Disjointed mental health service provision for refugees and asylum
seekers
My previous blog looked at some of the practical challenges faced as asylum seekers transition
to new refugee status such as ineffective multiagency working, resulting in
gaps in service provision, and problems in obtaining ID documents and variations
in the types of ID accepted by different organizations.
I now look at some of the challenges experienced
by refugees and asylum seekers in accessing and using mental health services. A
2008 report published by the Faculty of Public Health, “The health needs of asylum seekers”, highlighted
some of the issues faced by both asylum seekers accessing health services, and
health service providers providing health services for asylum seekers. These
include frontline staff with limited training in
cultural and language differences, limited knowledge of the different service
needs of asylum seekers, a lack of interpreting services, and ineffective
multiagency working.
More recently Leeds NHS commissioned Positive Action for Refugees and Asylum Seekers
(PAFRAS) and the Touchstone BME Community Development team to undertake a participatory research project: “Understanding how
asylum seekers and refugees access and experience mental health support in
Leeds". Nine focus groups (thirty-six participants) and fifteen one-to-one
interviews with refugees and asylum seekers were used to better understand their
experience of mental health services. Eight key themes were identified:
1. Inadequate/insufficient professional assistance
(e.g. a more holistic approach to physical and mental health would be
preferred).
2. Problems with appropriate referrals and a long
waiting time.
3. Inadequate or confusing information for refugee and
asylum seeker clients (e.g. the need for a “one-stop shop”).
4. Clients’ values and beliefs (e.g. the stigma of
mental illness and confidentiality issues).
5. Clients’ needs and expectations (potential mismatch
with what the mental health team can provide).
6. Engagement (e.g. lack of trust in mental health
professionals and prioritizing housing and other needs over mental health
issues).
7. Socio-cultural isolation (e.g. refugees and asylum
seekers need to be given a greater voice in their mental health care).

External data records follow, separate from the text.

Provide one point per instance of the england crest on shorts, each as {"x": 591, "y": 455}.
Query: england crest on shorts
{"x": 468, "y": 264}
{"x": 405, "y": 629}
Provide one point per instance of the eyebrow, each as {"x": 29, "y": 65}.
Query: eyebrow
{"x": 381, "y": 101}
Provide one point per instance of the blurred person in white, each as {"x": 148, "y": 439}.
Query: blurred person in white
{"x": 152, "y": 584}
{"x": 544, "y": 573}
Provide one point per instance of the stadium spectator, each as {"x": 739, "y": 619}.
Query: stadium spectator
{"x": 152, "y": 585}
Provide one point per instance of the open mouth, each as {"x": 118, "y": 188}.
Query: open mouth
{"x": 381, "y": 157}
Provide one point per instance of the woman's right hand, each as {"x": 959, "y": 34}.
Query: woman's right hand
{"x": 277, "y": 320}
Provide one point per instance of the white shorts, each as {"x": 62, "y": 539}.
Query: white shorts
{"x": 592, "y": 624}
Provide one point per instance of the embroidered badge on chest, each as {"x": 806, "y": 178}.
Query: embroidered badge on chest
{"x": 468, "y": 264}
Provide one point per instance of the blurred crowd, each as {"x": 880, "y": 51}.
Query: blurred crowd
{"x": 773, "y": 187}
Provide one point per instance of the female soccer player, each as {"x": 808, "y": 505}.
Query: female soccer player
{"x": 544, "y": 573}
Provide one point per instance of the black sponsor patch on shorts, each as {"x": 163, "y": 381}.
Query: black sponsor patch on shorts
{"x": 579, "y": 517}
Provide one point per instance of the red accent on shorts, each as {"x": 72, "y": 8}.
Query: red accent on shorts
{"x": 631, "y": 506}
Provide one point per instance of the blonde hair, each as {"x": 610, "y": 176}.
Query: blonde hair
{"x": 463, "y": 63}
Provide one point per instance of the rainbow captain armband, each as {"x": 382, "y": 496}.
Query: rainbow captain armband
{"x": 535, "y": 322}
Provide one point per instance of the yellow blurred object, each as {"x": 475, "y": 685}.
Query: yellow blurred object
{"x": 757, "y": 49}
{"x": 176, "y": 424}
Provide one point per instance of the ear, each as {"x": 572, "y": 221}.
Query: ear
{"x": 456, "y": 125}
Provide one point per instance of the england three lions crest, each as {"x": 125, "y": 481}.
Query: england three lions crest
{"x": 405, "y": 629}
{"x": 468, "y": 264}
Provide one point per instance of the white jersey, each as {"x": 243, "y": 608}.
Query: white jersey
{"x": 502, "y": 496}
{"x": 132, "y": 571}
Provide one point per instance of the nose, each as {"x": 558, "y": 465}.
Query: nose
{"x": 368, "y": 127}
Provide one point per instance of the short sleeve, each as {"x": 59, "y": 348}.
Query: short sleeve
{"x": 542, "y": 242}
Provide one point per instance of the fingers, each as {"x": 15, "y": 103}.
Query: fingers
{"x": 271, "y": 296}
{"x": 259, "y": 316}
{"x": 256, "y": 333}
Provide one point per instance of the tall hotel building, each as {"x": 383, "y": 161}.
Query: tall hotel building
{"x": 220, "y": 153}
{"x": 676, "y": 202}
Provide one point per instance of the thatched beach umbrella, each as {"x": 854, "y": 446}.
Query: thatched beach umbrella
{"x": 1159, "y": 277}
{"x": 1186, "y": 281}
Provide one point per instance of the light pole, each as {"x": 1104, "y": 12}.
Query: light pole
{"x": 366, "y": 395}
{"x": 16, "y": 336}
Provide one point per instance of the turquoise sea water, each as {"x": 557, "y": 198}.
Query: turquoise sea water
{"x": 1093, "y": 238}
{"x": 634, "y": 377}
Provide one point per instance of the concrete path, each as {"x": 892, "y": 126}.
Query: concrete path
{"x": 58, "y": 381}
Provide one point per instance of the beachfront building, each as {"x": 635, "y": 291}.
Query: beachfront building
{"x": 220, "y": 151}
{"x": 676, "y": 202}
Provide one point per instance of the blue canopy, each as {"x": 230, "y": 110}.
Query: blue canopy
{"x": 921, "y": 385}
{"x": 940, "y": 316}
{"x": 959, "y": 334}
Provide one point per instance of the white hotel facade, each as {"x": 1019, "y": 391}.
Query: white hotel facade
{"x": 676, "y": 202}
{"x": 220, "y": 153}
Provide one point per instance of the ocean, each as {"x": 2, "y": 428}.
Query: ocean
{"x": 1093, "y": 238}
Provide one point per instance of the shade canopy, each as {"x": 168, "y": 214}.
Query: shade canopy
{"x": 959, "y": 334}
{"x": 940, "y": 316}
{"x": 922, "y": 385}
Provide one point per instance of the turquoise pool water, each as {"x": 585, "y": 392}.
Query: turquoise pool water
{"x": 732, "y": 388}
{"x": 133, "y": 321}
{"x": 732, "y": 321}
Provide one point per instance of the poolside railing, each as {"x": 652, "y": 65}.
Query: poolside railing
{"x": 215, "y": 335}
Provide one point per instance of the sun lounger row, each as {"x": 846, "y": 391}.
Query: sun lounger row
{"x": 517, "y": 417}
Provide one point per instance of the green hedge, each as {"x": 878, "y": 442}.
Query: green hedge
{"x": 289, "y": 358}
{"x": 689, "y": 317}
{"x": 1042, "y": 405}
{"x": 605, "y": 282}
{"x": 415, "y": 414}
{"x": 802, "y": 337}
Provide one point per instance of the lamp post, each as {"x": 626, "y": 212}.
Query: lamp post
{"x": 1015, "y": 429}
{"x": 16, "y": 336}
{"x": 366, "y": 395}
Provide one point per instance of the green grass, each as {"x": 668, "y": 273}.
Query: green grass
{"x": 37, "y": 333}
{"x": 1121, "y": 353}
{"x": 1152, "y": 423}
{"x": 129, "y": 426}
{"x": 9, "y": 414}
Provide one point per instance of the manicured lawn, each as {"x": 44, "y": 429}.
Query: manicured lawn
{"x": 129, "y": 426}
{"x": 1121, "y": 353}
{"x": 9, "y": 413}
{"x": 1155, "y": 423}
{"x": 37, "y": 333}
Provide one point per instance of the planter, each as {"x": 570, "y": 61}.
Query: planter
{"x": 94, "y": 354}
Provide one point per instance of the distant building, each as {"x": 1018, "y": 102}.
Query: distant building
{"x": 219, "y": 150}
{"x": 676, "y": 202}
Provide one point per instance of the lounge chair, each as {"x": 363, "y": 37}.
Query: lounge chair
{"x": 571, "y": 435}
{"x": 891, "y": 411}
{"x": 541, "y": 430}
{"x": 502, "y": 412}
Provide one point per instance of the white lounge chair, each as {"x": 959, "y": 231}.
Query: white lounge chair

8. The perceived effect of immigration status on the quality
of care provided.
These
barriers and disjuncture in easily accessing mental health services undermines
the mental health and psychosocial wellbeing of refugees and asylum seekers,
and delays their adjustment to a new life in the UK. As the researchers on this project said for mental health services and
support in Leeds, “Our future lies in greater collaboration, and sharing what
we have with one another.”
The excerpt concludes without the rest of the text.